Before you’re given a treatment, your doctor may conduct various tests to determine the root cause of the leak and possible cure. These tests include:
- Taking a sample of the leaking fluid and checking PH levels.
- Testing for any infections in the uterus.
- Carrying out an ultrasound to check for source and level of the leak.
Then, depending on when the leak has occurred in your pregnancy, you will be provided the suitable treatment.
Before the 25th Week
This is too early for the amniotic fluid to leak and close monitoring of your fetus will be needed. At this time, a leak may increase the chances of a miscarriage.
Between 24th and 31st Week
It is still too early for a normal delivery. You may be admitted and given some antibiotics, if the cause is an infection. You may also be required to prepare for a premature delivery and given steroids for developing the baby’s lungs.
Between 32nd and 33rd Week
Delivery options may be discussed at this stage and you may be given steroids and antibiotics as well.
34th Week or Later
This is when you’re very close to your full term, so doctors may try to induce labor for a normal delivery. Close monitoring may still be required but steroids may not be necessary.
If the leak is slow in the early stages of pregnancy, the doctors may ask you to wait to determine if the leak seals on its own. You may be required to be on complete bed rest during this period and several tests may be performed.
If you’re being prepared for delivery, you may need to be rehydrated to compensate for the fluid loss. This means the doctor may push more fluid in your amniotic sac so that the baby stays protected and safe for delivery.
There are several conditions that may cause the amniotic fluid to leak prematurely.

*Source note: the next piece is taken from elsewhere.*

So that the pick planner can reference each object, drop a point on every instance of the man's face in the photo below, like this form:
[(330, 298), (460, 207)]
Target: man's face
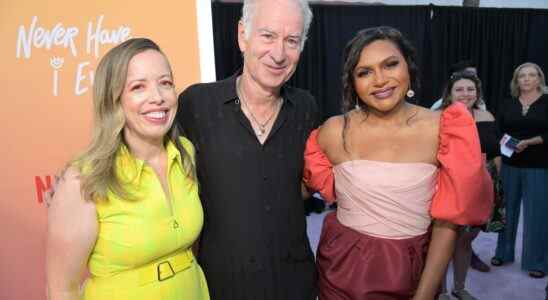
[(272, 50)]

Depending on the cause, the following treatments may be suggested by your doctor:
Hydramnios is a condition where there is too much amniotic fluid in your sac. It is also called polyhydramnios and is often the cause for premature labor and over-distension. Sometimes it causes the umbilical cord to prolapse, squeezing it into the cervix. It may even lead to the premature detachment of the placenta from the uterine wall. All these conditions may cause defective fetal development and pose other risks as well.

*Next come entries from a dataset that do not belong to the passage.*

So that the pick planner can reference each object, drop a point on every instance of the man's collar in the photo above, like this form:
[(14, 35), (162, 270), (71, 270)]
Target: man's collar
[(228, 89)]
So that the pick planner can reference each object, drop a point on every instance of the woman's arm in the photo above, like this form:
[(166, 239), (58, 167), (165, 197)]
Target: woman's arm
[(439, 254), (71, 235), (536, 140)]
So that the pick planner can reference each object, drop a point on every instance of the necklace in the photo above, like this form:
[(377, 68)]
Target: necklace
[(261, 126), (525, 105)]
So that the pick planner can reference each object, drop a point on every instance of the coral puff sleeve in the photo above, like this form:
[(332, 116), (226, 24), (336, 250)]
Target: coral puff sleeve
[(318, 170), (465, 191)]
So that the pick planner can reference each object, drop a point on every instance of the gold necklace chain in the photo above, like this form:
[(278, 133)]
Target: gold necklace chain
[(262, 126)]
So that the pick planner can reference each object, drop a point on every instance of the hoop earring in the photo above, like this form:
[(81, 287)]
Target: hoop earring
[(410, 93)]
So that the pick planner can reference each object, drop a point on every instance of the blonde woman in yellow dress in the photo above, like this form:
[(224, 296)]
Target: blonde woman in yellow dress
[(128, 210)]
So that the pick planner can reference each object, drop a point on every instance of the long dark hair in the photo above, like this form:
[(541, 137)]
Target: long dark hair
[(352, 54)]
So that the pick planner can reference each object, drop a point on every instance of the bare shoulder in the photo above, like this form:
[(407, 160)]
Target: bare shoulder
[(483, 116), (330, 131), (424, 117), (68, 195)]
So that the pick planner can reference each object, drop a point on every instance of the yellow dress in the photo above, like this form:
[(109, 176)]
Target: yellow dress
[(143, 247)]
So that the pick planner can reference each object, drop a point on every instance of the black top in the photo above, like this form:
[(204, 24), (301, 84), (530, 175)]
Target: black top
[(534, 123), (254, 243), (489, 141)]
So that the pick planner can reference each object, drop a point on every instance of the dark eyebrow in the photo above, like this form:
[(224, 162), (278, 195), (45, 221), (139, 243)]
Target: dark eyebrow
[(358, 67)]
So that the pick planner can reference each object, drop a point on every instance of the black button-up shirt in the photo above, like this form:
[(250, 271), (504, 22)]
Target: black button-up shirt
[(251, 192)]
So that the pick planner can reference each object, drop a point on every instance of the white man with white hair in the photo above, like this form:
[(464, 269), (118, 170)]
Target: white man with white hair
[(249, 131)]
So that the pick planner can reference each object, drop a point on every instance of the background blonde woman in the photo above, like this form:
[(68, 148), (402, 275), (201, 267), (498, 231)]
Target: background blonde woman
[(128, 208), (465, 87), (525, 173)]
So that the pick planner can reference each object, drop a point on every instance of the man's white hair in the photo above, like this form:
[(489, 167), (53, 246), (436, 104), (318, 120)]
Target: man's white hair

It requires close monitoring of both, the mother and the baby. The excess production of amniotic fluid will need to be curbed using medication and other amnio-reduction treatments. If need be, the excess fluid may to be removed from the amniotic sac using a syringe.
Oligohydramnios is the exact opposite of hydramnios. This means in oligohydramnios the amniotic fluid levels in the womb are too low causing underdevelopment of fetus’ vital organs such as the lungs. This condition is known as pulmonary hypoplasia and often causes the umbilical cord to constrict during delivery.
This is another serious condition that calls for close monitoring of the fetus and the mother along with supplementation of the amniotic fluid. The fluid can be supplemented by amnio-infusion, that is, injecting supplementary fluid during labor via an intrauterine catheter or through the process of rehydrating.
This occurs when your amniotic fluid breaks at full-term and is a sign that your body is ready for delivery.
When it is a spontaneous rupture of membranes, you’re at full term and your doctor will prepare you for delivery. This may be done by inducing labor within 48 hours of your water break, as this increases the chances of a healthy delivery.
Not every case of amniotic fluid leak is alarming. It may just be a small membrane tear, which usually heals on its own. What’s important is that you are well aware of the changes in your body and that your doctor and your partner are informed about your experiences. This will help them take better decisions if special attention is required in a particular case. Take good care of yourself, and enjoy this beautiful experience to the fullest.